Helwig, einer der Schriftsteller, die sich mit dem nationalsozialistischen Deutschland nicht abfinden wollten, konnte den Roman während des Zweiten Weltkriegs veröffentlichen, weil sich der Inhalt thematisch unverfänglich „im ‚Mythen-Binnensee’ griechischer Überlieferung“ abspielte.[3]

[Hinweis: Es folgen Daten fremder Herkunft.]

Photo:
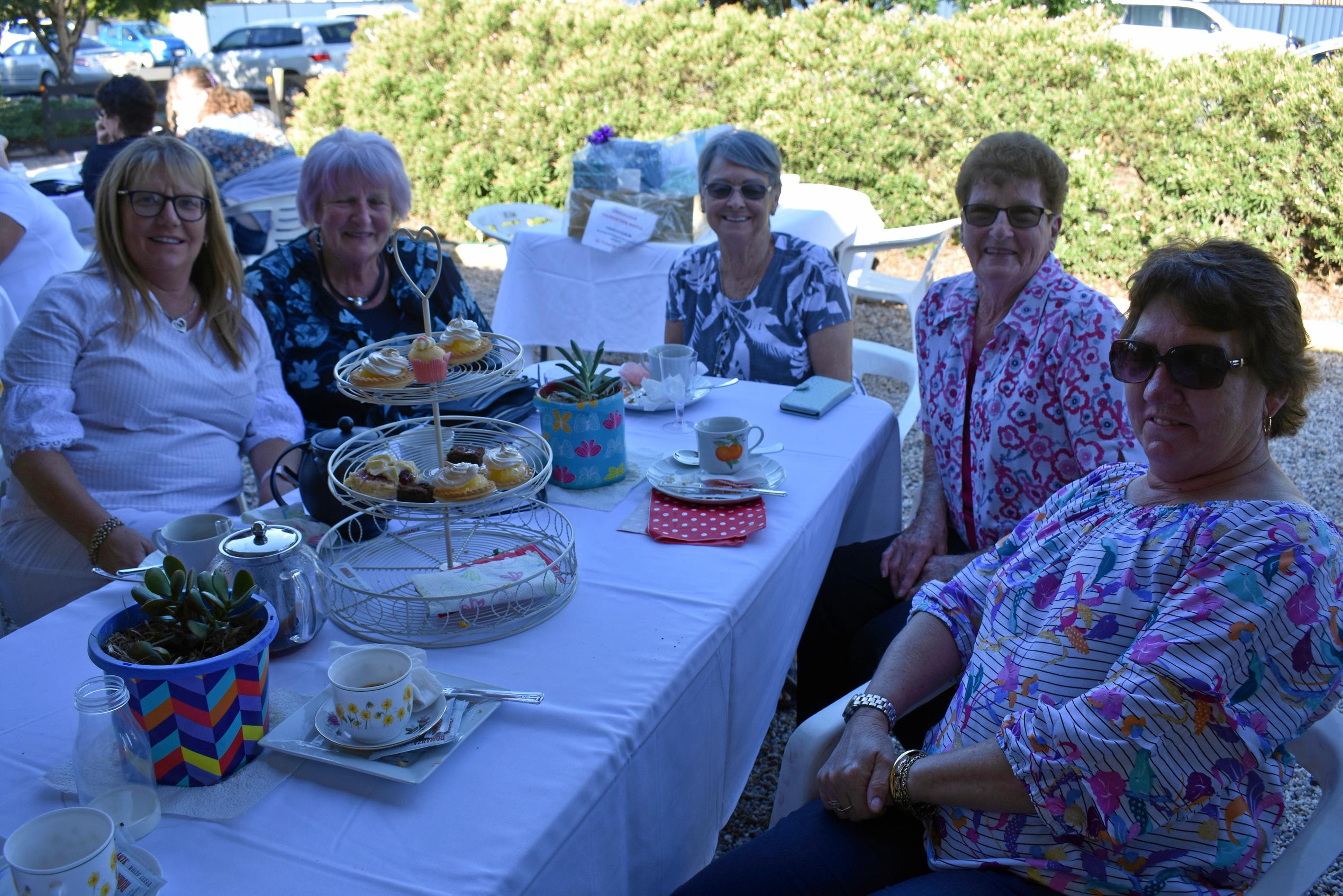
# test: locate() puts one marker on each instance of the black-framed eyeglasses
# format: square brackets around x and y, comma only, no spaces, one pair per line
[148,203]
[722,190]
[1020,216]
[1193,366]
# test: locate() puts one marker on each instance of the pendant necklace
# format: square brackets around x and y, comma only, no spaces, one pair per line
[179,323]
[358,301]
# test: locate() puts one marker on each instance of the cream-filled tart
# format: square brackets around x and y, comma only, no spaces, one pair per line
[383,476]
[505,467]
[456,483]
[464,341]
[386,368]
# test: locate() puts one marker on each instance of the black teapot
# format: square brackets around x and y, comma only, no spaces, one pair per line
[312,478]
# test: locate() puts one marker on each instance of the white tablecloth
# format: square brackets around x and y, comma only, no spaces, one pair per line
[555,289]
[661,677]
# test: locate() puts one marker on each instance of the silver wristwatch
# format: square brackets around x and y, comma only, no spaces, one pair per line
[876,702]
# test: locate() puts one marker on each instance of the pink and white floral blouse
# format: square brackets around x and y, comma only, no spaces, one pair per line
[1044,408]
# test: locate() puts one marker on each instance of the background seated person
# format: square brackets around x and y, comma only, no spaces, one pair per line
[758,305]
[336,288]
[132,385]
[246,147]
[1017,402]
[1131,659]
[126,109]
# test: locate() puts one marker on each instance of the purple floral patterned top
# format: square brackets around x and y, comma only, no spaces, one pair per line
[1044,408]
[1142,669]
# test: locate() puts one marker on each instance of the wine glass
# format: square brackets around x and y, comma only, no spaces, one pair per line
[685,366]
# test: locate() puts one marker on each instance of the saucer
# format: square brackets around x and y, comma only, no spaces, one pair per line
[418,725]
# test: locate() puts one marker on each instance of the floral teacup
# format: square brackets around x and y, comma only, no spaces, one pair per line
[373,693]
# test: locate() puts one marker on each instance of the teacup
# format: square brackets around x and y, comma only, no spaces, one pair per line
[194,539]
[676,356]
[68,850]
[374,695]
[722,441]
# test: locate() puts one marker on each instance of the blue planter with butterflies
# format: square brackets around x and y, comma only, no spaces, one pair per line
[587,438]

Protagonist des Romans ist – wie schon in Raubfischer in Hellas – Clemens, auch Xenophon, der Fremdtönende, genannt, ein Sonderling, der durch seine Eigensinnigkeit und Eigenwilligkeit auffällt. Nachdem er 10 Jahre als Fischer in der Ägäis unterwegs gewesen ist, wird der Seefahrer im Dickicht des Pelion, der Heimat der Kentauren, zum „Landfahrer“, der durch sein Auftreten und sein Verhalten das Leben der Pelion-Bewohner aufwirbelt. „Der bringt jeden ins Unglück, ob er will oder nicht, das ist seine Natur“, heißt es von ihm.
In dem Hafenstädtchen Chorefto an der nördlichen Pelionküste ist Clemens Stammgast einer Schenke, die Anziehungspunkt für viele Männer ist. Clemens ist verliebt in die Wirtin Charikli, Tochter von Fassbauer Weinas. Sie heiratet den Fischer Jorgos und treibt ihren Spott mit Clemens. Liebeslohn erhoffend, lässt er sich von ihr gegen den Messerstecher Mitcheas aufhetzen, um Charikli von ihm zu befreien, und erlebt dann, dass Charikli ihren Mann verlässt, um mit Mitscheas durchzubrennen. Im Kampf mit Mitcheas wird Clemens lebensgefährlich verletzt. Dass er überlebt, ist seinem Freund, dem Maultierbesitzer Archileo, zu verdanken, was Clemens mit Lügen „würdigt“. Er fährt noch einmal mit dem Boot zum Fischfang hinaus, hat aber kein Fischerglück.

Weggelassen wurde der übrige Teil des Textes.